OK, have just gotten off a chat with the folks at summit.

I am glad that I've managed to get my concerns about this approach out there. For people reading my notes here, I've gotten the answer to my question about how database access code is written for a system that is moving from some particular schema structure A to a new one B.

Essentially, supposing we've released "L", and we are now in development for "M". Over the course of M, we are adding new objects, e.g. tables, columns; let's call these M1, M2, M3. These objects are meant to replace older objects in L, say L1, L2, L3.

As M is being developed, at all times the model and database access layer must consider both of L1, L2, L3, and M1, M2, M3, at the same time. Meaning, the notion of schema migrations as something you commit and at which point you can cleanly just change your model is gone. The model needs to be able to load data from the L1/L2/L3 objects and ensure that it gets copied to M1, M2, M3, either as the APIs are accessed under normal use, or via a "background process" that will move data over from L to M. It is only when the database data is fully moved to M, but also when *all database-connected applications* are moved up as well, that the "contract" phase can be run. The "contract" phase will then drop every object in the database that is not in the currently running model, including any additional objects that were added by the operator.

Now, the approach of having a model that can bridge the gap between two schemas, to delay the full migration of changes across, is in fact very common in the real world of database applications. This is a common technique that is often necessary.
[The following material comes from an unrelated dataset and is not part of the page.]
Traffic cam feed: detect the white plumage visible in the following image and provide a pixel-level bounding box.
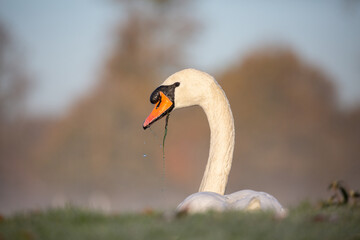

What is dramatically different in Nova's case is that what is normally just a particularly tedious tool one can choose to use in specific situations, that of the model that must bridge two different schema designs and slowly migrate data, now becomes an absolute hard requirement in all cases. It is no longer considered to be tenable for developers to decide on a case-by-case basis which kinds of migrations are trivial and can safely be run during an "expand" type of phase, vs. those that are data- and lock- intensive if done in bulk and therefore should be carefully rolled out over time at low scale.

Let me be clear that one of the big things I want to work on is cleaning up the model and database access code I see in Nova and many other Openstack applications. Right now it's complicated, slow, and is riddled with evidence that people didn't always have a firm grasp of the APIs when they wrote it. But what we are talking about is creating a hard link between the complexity of the model/DB access code and the ability to make necessary changes and improvements to the schema. It means that every schema change now inflicts verbosity and complexity directly into the model and database access logic, not in a self-contained, write-once-and-forget-it database migration script elsewhere; data migrations and business model access code are to be literally merged together most likely into the same function in many cases. This is definitely going to make my job of cleaning up, simplifying, and vastly improving the performance of this logic that much more difficult. This is the squeeze point within the whole approach and it is also the one which the Nova team could offer the least specifics on. While simple things like column transitions shouldn't be too terrible, more significant changes like table moves or restructurings will be very difficult; and as always, while this might be fine for Nova, it definitely is not appropriate for less mature Openstack projects just starting out with new schema designs that will have a bigger need for periodic refactorings.

The rationale for this hard-edged decision is that all-at-once data migrations are slow and place an enormous load on the database, and therefore must be banned in all cases, no matter how trivial. An anecdotal reference to some obviously serious outage that occurred during a Nova migration was cited as evidence.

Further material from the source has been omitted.